- notes from the bay
- Posts
- July 28, 2025
July 28, 2025
If this whole Hollywood thing doesn’t work out for the next generation of cinematographers, there seems to be plenty of work in San Francisco. It feels like every day there’s a new viral video drop for a startup’s fundraising or some aesthetic day in the life of a founder. I know exactly how my B-Roll would look: getting up, making coffee, and walking to my office (next to my bedroom), then eventually getting dinner. Just add some sepia and call it done.
A few random things in case you missed them:
Apparently Astronomer does Apache software in addition to concert indiscretions? Their marketing org had a genius response to the scandal. Maybe no bad ideas in a brainstorm sometimes works out…
Tony couldn’t let the expansion of his North Beach rival Joe go unanswered. Mr. Tony himself just opened up a new place in SFO. All things equal I’d take a new spot in the Marina over Gate 4 but I’ll take the carbs where I can get em.
Am I the only one that thinks Claude Plays Pokemon is less impressive than convincing a random collection of internet users to win the game? Judging by how we typically interact online one is a small miracle. The other is just RL.
Now on to the nerdy stuff.
How the KV Cache works [link]

Now comes some information retrieval inspiration. When we're searching for data in a search engine, we have some query text that we input and it delivers some results. Internally most smart search engines don't just search for exact text, they're chunking your text into phrases, getting rid of suffixes, weighting by their rareness in the corpora, etc.
We can apply this same construct in attention, but instead of actually searching by words or implementing lemma chunking, we can just let all of these concepts be vectors. For each token going through this attention layer you'll have a QKV tuple of values.
We have some rough intuition that ChatGPT needs to wait for a bit (sometimes even 10s+) before generating your first token of output. After all, if you sent your prompt to a friend they would need a second to read it too. But obviously transformers aren’t actually reading in the conventional sense. We can blame the attention heads for this: there’s huge computation required to parse your input before we can even get to the output. Without inference methods like the KV Cache, you’d be waiting those 10s for every single token that you get as output. And we think latency right now is bad.
It’s not usually described with parallels to caching & information theory. So I tried to write something that explains a bit more of my intuition about it. I always find it neat when basic computer science constructs make their way into vectorized models.
Building a (kind of) invisible mac app [link]
It turns out that Cluely doesn't really work. Or at least doesn't really work all of the time. The core takeaway: macOS only gives us the power to hide windows for legacy window-capture APIs like CGWindowListCreateImage().

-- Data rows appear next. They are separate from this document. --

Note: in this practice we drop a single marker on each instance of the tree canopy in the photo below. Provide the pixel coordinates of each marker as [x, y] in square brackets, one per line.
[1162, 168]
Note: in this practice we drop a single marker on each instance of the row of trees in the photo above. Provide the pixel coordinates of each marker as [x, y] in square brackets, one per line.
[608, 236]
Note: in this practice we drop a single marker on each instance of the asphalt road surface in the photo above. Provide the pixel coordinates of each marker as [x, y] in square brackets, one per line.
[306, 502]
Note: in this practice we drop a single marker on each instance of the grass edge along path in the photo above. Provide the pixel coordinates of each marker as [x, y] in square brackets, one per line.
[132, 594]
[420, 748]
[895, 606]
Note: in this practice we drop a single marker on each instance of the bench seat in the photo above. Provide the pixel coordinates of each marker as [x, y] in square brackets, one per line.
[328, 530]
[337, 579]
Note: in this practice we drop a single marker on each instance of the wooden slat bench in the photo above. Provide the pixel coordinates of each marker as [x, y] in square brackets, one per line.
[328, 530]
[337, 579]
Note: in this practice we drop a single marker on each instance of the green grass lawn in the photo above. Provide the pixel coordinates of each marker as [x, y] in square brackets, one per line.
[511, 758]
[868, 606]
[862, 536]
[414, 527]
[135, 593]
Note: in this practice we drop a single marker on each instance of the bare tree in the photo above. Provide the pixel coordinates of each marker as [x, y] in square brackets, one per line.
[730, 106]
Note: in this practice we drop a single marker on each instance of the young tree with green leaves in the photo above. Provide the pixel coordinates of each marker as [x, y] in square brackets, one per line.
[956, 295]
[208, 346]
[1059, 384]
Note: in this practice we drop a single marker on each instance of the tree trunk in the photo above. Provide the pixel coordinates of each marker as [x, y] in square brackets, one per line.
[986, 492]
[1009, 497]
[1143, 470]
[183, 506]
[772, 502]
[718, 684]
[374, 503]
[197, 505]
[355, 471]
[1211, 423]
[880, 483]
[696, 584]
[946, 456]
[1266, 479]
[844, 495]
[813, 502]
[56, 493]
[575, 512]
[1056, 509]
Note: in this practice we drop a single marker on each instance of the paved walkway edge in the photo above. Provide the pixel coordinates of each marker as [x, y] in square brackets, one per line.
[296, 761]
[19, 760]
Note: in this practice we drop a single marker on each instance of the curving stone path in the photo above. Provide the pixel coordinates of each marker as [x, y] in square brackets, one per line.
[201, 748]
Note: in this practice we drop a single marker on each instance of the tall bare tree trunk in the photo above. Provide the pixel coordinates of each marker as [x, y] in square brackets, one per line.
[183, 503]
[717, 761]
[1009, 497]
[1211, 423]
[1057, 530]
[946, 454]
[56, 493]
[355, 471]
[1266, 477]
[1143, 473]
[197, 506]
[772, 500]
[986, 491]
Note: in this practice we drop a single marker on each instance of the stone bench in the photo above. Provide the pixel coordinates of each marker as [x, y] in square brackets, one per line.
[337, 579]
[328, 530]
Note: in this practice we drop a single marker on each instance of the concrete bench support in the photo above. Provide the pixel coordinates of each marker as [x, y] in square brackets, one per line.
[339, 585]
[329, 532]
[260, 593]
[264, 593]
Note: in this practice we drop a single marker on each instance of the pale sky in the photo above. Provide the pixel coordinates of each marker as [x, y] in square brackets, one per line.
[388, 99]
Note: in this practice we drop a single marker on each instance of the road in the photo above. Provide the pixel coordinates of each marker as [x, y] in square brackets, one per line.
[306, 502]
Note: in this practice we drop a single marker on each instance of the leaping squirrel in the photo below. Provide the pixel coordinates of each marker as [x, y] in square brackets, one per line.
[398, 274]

Modern screen recorders including Zoom, Tuple, QuickTime, and anything using ScreenCaptureKit capture the final composited display output and are unaffected by these techniques.
Cluely is this ultra viral app (raised 15M from a16z for a series A) that seems more marketing than substance. One of the key claims on their website and documentation is “being invisible to screen share.” After all, what’s the benefit of a cheating app where your interviewers can see you using it? I reproduced the methods that they’re using in Swift so we could take a look at when it succeeds and when it fails. The tldr: it only works on Chrome because Google relies on outdated APIs for now; all other screen share apps have already upgraded to the modern stack. If you share with Zoom it will fully show your Cluely overlay. False advertising if you ask me.
Long term this is still a cat-and-mouse game. You see this with meeting software that transparently record notes in violation of two-party consent states. You see it in Cluely. I’m generally still a believer that if you control the end device, you eventually have a leg up against the companies that are trying to create safeguards remotely. But at least for now, Apple seems to be thwarting Cluely’s plan.
httpx is the right way to do web requests in Python [link]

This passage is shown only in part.